As he was making his way down to Havant & Waterlooville to play in a pre-season friendly for West Ham’s Under-21s he got a call that would start the whirlwind all over again. “The first team coach called me and said ‘you’re travelling tomorrow to New Zealand with the first team, so you better go and pack up your things’. By this point I was down in Portsmouth, and had to get back to digs in Essex to pack my stuff and then get in a cab and fly to New Zealand.”
The high-point of the nine-day tour came when, in front of over 30,000 fans in Wellington, Howes, still only 16, was given his West Ham bow against A League side Sydney FC. A strong Hammers side was 3-1 down when Howes took to the pitch as a second half sub, and the young keeper managed to stem the flow and keep a clean sheet.
“Considering how the game was going, the clean sheet wasn’t bad going really,” the understated Howes says. “The crazy thing is that it was 3pm in New Zealand so it was the middle of the night over here. My parents didn’t know it had happened until they were scrolling through Twitter in the morning and seen that I’d come on. So then my phone started pinging and pinging, and by that point I was ready to go to sleep. It was a different experience, shall we say.”
Despite the early start to his West Ham career, he didn’t see much more action and being named on the bench for an FA Cup tie at Anfield was the closest Howes got to a competitive game. After a season as the travelling third choice, Howes had a brief loan at Wealdstone and then Hampton & Richmond, a stint that would be the catalyst for his move to Watford last summer.
“The first loan I went to at Wealdstone I didn’t know what to expect. At the time it was during the Christmas schedule so I stepped out there and you have fans shouting at you from five yards behind your head, calling you all sorts. For a young keeper looking to develop it’s perfect, because when you come back into the 23s you feel much more relaxed.
“Then when I was playing on loan at Hampton & Richmond in the Conference South, the manager took me to the side and told me that some guys from Watford were watching, and they expressed an interest and the ball started rolling from there.”
After a decade in East London, Howes felt it was time to seek a new challenge: “I had done most things there that I possibly could do, and wanted to try something a bit different. It was difficult because every day you go into training, you know the place, you knew everyone around the club, but it was something I had to do.”
Now a year into his time at Watford, Howes, who was the third choice keeper for August’s Carabao Cup tie with Reading, is loving the learning environment, especially with two textbook goalkeeping examples in Ben Foster and Heurelho Gomes. “My aim is to learn off them; to see how they conduct themselves around the training ground and on the pitch.

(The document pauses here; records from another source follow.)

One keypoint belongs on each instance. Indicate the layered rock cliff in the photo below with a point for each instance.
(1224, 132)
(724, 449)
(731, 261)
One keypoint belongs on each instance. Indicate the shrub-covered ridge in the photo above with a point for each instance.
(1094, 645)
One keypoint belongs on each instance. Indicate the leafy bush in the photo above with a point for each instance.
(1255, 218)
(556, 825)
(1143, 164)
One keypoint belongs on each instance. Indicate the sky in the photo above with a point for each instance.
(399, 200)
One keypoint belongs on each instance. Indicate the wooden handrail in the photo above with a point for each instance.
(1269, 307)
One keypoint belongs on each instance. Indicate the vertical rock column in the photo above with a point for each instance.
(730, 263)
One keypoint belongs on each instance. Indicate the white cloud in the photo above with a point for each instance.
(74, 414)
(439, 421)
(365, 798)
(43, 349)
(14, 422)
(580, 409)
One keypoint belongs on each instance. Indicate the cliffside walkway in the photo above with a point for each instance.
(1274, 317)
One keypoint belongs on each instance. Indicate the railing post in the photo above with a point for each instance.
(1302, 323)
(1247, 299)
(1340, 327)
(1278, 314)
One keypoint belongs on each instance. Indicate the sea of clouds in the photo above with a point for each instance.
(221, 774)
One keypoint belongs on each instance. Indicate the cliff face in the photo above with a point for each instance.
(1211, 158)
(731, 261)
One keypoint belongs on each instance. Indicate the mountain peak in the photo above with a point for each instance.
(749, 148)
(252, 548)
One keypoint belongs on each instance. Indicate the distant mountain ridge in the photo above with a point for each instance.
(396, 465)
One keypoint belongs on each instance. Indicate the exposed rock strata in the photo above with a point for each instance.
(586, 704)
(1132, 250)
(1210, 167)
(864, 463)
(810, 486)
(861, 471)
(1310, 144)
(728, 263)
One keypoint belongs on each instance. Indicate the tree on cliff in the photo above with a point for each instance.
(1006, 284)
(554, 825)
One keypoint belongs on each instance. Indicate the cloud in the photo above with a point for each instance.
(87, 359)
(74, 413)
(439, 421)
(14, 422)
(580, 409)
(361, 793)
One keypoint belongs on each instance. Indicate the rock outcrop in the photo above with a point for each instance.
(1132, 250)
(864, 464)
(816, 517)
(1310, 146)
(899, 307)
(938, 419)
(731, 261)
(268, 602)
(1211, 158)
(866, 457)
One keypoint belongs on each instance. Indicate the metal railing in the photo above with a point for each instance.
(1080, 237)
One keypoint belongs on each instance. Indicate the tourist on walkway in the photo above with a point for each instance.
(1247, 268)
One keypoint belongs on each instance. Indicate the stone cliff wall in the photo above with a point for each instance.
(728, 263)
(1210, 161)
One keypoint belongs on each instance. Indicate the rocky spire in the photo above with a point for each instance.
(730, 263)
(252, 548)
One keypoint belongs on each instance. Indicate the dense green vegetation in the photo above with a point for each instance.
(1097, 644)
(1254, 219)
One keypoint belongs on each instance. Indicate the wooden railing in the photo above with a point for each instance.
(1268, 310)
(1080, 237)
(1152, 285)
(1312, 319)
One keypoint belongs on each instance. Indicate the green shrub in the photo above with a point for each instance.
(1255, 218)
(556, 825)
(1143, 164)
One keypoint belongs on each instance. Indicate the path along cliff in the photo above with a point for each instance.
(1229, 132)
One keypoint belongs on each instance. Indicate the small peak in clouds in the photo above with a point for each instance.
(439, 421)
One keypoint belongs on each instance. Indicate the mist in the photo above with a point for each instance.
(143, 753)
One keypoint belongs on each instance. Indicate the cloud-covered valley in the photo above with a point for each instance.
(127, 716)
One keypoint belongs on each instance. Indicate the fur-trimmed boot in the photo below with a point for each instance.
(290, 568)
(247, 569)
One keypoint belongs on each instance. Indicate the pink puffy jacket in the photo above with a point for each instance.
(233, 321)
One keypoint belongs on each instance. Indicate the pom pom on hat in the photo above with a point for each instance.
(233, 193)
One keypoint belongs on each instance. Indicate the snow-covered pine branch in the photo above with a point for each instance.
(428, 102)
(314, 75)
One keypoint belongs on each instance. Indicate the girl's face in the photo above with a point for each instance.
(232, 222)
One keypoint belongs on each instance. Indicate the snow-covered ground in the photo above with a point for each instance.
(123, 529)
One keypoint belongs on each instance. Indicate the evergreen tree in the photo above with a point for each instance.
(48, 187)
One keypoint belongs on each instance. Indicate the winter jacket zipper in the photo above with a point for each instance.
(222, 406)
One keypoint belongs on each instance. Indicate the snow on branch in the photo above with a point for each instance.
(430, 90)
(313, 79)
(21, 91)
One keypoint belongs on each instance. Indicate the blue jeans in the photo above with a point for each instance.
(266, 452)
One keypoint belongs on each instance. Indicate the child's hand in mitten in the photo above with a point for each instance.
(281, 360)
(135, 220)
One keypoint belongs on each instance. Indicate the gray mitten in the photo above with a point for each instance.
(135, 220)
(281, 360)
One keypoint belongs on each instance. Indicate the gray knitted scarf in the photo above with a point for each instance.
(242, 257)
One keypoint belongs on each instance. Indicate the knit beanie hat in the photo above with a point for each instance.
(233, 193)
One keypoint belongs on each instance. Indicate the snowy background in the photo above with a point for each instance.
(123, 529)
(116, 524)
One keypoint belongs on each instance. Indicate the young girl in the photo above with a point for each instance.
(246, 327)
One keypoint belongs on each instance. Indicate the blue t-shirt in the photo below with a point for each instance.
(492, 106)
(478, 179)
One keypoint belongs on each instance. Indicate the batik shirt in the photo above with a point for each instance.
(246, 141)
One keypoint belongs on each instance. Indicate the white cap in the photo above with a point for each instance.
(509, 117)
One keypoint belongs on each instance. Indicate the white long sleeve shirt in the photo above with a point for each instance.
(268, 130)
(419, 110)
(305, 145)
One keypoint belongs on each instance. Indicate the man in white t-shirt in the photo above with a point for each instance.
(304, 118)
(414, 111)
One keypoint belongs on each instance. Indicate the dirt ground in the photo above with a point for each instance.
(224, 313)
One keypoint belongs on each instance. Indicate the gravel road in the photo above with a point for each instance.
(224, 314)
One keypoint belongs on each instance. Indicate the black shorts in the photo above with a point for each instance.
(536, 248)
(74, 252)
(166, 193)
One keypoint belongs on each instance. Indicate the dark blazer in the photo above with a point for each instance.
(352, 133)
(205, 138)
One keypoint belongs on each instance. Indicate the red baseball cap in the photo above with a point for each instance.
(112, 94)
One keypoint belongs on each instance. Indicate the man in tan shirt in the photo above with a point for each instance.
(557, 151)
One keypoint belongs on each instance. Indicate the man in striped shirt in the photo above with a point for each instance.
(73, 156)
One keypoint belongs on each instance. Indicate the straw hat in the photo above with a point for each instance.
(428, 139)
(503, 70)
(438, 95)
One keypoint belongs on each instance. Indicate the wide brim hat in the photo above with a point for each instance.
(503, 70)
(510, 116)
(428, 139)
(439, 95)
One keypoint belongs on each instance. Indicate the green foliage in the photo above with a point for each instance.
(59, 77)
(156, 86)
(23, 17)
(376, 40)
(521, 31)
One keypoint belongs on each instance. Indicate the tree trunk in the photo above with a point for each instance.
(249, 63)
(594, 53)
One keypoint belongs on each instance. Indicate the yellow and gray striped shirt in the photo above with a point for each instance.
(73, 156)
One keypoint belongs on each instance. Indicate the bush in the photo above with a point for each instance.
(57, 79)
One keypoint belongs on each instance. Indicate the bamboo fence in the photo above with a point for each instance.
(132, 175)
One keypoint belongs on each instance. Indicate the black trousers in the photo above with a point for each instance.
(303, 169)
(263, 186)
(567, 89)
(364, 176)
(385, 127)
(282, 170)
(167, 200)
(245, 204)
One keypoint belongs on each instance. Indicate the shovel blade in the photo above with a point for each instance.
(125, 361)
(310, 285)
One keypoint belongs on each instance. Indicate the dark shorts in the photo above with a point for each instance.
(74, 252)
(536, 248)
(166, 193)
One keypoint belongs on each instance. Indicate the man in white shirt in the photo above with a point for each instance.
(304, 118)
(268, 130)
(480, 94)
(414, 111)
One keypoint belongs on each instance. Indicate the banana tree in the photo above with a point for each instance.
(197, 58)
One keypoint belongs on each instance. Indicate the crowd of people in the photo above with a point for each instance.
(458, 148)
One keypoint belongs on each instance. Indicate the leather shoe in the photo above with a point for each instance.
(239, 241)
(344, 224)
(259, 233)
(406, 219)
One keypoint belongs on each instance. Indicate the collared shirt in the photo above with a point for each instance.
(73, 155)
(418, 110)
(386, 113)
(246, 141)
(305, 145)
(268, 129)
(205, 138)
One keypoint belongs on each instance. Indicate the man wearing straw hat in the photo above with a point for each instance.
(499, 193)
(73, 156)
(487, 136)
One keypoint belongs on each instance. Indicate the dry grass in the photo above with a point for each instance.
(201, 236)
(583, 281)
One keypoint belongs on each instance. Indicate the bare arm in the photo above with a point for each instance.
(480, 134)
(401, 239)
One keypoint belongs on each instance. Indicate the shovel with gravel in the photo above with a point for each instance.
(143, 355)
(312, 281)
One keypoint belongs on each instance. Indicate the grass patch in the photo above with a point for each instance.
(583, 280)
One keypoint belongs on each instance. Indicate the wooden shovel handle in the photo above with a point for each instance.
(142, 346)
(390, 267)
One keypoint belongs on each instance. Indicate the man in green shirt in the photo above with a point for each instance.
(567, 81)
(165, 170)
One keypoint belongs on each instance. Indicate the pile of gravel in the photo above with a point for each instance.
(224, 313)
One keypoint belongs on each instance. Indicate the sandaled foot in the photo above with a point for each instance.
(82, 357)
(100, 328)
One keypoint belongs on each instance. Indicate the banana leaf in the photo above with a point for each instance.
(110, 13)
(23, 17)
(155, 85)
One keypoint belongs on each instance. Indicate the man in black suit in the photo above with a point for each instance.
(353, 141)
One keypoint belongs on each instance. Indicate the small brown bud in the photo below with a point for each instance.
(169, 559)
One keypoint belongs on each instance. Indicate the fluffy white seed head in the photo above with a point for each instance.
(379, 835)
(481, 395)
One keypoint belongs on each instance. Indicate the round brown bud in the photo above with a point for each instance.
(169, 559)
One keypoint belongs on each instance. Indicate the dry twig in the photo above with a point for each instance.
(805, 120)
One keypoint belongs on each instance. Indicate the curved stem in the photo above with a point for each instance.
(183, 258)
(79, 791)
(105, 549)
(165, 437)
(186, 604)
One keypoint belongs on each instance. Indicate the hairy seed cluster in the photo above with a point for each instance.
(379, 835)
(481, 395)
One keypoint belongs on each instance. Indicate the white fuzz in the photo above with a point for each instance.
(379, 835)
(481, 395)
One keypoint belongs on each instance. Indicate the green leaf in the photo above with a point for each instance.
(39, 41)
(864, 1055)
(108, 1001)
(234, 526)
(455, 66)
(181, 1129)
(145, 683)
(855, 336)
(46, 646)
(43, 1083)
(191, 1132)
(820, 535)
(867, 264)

They’re two top class keepers, keepers I’ve grown up watching. So now to share training sessions with them and watch them train is perfect for me as a young goalkeeper.”
Howes also emphasises the coaching talent moulding the Under-23s, particularly Hayden Mullins - a former West Ham favourite himself. “Hayden is perfect to learn off from the experience he’s had. He’s been there, done it, and got so much experience. So I know I’m in good hands.”